I recently read the book and watch the video - Tuesdays with Morrie. The video was as good as the book. It shows the main lessons to be learned in the book. It is a good addition to the book as not everybody wants to read. Video allows the book to reach more learners.

One event that I feel that is good to feature in the video but was not was what Morrie learn from working at Chestnut Lodge ( mental hospital ). He learn that people want someone to notice their existence and money cannot buy happiness.

Sense from:
Tuesdays with Morrie
Mich Albom
Page 109 - 111
Doubleday
ISBN: 0385496494

The Morrie I knew, the Morrie so many others knew, would not have been the man he was without the years he spent working at a mental hospital just outside Washington, D.C., a place with the deceptively peaceful name of Chestnut Lodge. It was one of Morrie’s first jobs after plowing through a master’s degree and a Ph.D. from the University of Chicago. Having rejected medicine, law, and business, Morrie had decided the research World would be a place where he could contribute without exploiting others.

Morrie was given a grant to observe mental patients and record their treatments. While the idea seems common today, it was groundbreaking in the early fifties. Morrie saw patients who would scream all day. Patients who would cry all night. Patients soiling their underwear. Patients refusing to eat, having to be held down, medicated, fed intravenously.

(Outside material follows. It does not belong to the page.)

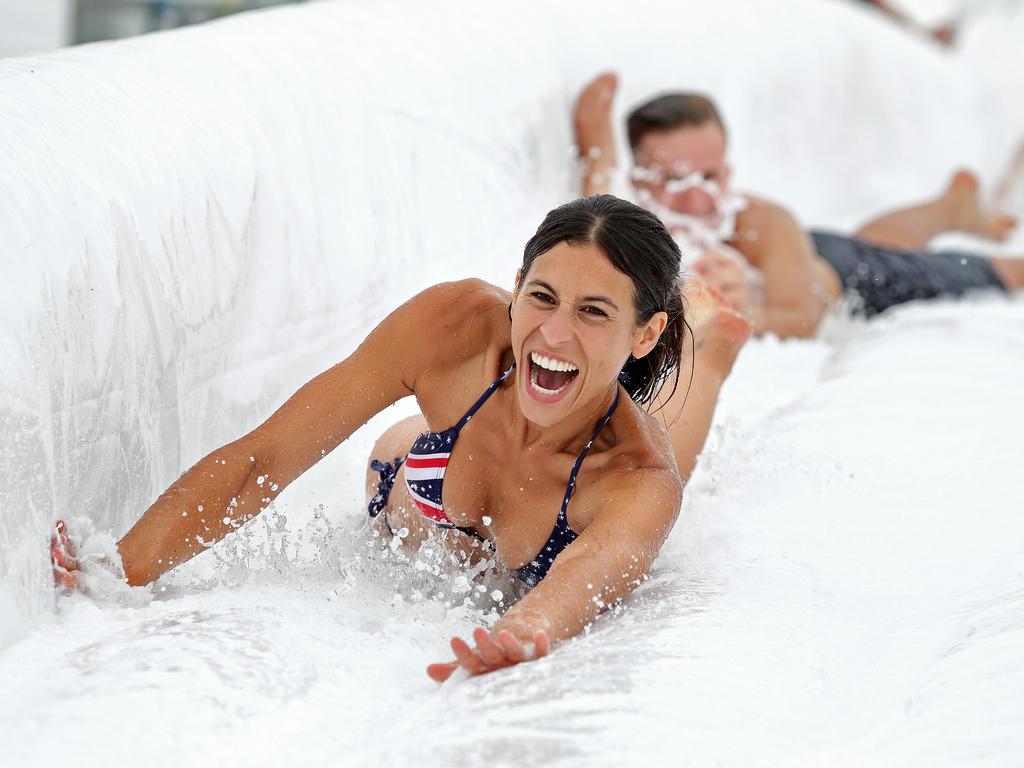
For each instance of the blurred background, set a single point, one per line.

One of the patients, a middle-aged woman, came out of her room every day and lay facedown on the tile floor, stayed there for hours, as doctors and nurses stepped around her. Morrie watched in horror. He took notes, which is what he was there to do. Every day, she did the same thing: came out in the morning, lay on the floor, stayed there until the evening, talking to no one, ignored by everyone. It saddened Morrie. He began to sit on the floor with her, even lay down alongside her, trying to draw her out of her misery. Eventually, he got her to sit up, and even to return to her room. What she mostly wanted, he learned, was the same thing many people want - someone to notice she was there.

Morrie worked at Chestnut Lodge for five years. Although it wasn’t encouraged, he befriended some of the patients, including a woman who joked with him about how lucky she was to be there “because my husband is rich so he can afford it. Can you imagine if I had to be in one of those cheap mental hospitals?”

Another woman - who would spit at everyone else took to Morrie and called him her friend. They talked each day, and the staff was at least encouraged that someone had gotten through to her. But one day she ran away and Morrie was asked to help bring her back. They tracked her down in a nearby store, hiding in the back, and when Morrie went in, she burned an angry look at him.
“So you’re one of them, too,” she snarled.
“One of who?”
“My jailers.”

Morrie observed that most of the patients there had been rejected and ignored in their lives, made to feel that they didn’t exist. They also missed compassion - something the staff ran out of quickly. And many of these patients were well-off, from rich families, so their wealth did not buy them happiness or contentment. It was a lesson he never forgot.